In August 2016, Liz was diagnosed with oral cancer. Although her hero’s journey was concluded by cancer, it did not triumph over her. Despite fighting and struggling with the disease for 3½ years, she never became bitter, mean-spirited, or angry. Rather, she became more loving, caring, reflective, and compassionate. Liz remained true to herself and her family, which is why she emerged a hero on the other side.
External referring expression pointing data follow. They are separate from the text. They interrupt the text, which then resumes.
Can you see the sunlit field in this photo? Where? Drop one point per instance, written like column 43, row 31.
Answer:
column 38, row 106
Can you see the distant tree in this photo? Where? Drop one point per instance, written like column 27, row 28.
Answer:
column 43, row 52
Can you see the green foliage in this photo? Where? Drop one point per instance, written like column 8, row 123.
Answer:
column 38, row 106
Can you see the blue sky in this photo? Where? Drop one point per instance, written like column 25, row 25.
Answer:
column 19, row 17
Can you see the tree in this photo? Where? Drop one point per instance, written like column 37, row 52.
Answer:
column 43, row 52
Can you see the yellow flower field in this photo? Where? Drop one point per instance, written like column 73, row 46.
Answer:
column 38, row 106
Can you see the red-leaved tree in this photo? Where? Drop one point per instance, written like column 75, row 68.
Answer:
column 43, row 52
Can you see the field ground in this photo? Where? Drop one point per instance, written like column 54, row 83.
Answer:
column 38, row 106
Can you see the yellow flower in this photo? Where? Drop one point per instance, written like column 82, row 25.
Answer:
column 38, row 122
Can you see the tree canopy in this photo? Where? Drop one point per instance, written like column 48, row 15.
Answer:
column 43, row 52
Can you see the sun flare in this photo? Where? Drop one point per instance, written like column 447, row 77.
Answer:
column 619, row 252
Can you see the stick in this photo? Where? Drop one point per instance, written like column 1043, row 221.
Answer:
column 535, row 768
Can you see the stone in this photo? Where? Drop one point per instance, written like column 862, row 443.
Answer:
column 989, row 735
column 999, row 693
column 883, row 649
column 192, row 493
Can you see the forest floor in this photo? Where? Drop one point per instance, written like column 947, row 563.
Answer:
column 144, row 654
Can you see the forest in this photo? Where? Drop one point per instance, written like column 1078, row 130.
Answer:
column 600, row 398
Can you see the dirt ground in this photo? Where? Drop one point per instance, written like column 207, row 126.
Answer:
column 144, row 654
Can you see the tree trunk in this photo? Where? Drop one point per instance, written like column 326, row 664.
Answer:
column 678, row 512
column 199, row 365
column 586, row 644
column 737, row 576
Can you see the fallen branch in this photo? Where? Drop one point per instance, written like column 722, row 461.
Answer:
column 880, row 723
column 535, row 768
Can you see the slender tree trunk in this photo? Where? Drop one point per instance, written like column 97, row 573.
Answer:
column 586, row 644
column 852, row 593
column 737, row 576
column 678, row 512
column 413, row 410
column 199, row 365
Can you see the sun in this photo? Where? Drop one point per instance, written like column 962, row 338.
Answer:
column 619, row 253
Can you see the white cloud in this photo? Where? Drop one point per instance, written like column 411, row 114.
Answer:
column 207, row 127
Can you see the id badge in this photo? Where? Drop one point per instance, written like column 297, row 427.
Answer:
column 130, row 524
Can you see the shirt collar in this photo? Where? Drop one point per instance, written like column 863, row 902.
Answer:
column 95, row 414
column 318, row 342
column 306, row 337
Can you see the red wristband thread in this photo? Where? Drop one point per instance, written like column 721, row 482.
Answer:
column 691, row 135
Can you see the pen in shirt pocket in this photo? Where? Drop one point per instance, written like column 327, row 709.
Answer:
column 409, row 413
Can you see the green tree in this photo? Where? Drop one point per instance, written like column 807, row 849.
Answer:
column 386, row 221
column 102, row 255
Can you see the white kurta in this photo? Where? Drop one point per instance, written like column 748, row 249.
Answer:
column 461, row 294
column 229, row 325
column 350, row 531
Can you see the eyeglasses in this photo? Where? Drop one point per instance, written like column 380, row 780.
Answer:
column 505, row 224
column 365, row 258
Such is her legacy.
She was preceded in death by her parents; her brother, John Redder; and nephew, Robert Redder.
Elizabeth is survived by her husband, Ron; her children, Katrina (Chris) Dingman, Dubois, Wyo.; Anton (Hailey Moore), Boulder, Colo,; and Antonia (Andrew) Krupicka-Smith, Colorado Springs, Colo.; her grandchildren, Emil and Miles Dingman and Breccan and Zada Vey Smith; siblings, Joseph Redder, Dell Rapids, S.D.; Stephen (Patti) Redder, Lubbock, Texas; Jeffrey (Teresa) Redder, Mt. Holly, N.J.; James (Deb) Redder, Flandreau, S.D.; Rosemary (Tom) Gangel, Gilbert, Ariz.; Joan (Jim) Lacey, Trent, S.D.; Maria (Mike) Nichols, Kathleen, Ga.; Thomas (Joanne) Redder, Trent, S.D.; David (Loretta) Redder, Watertown, S.D.; and Christina (Joe) Wilke, Dell Rapids, S.D.; and numerous nieces and nephews, including godson, Jeremy Redder.
Memorials may be sent in lieu of flowers to the Hope Lodge managed by the American Cancer Society in Omaha, or to Nebraska Public Radio.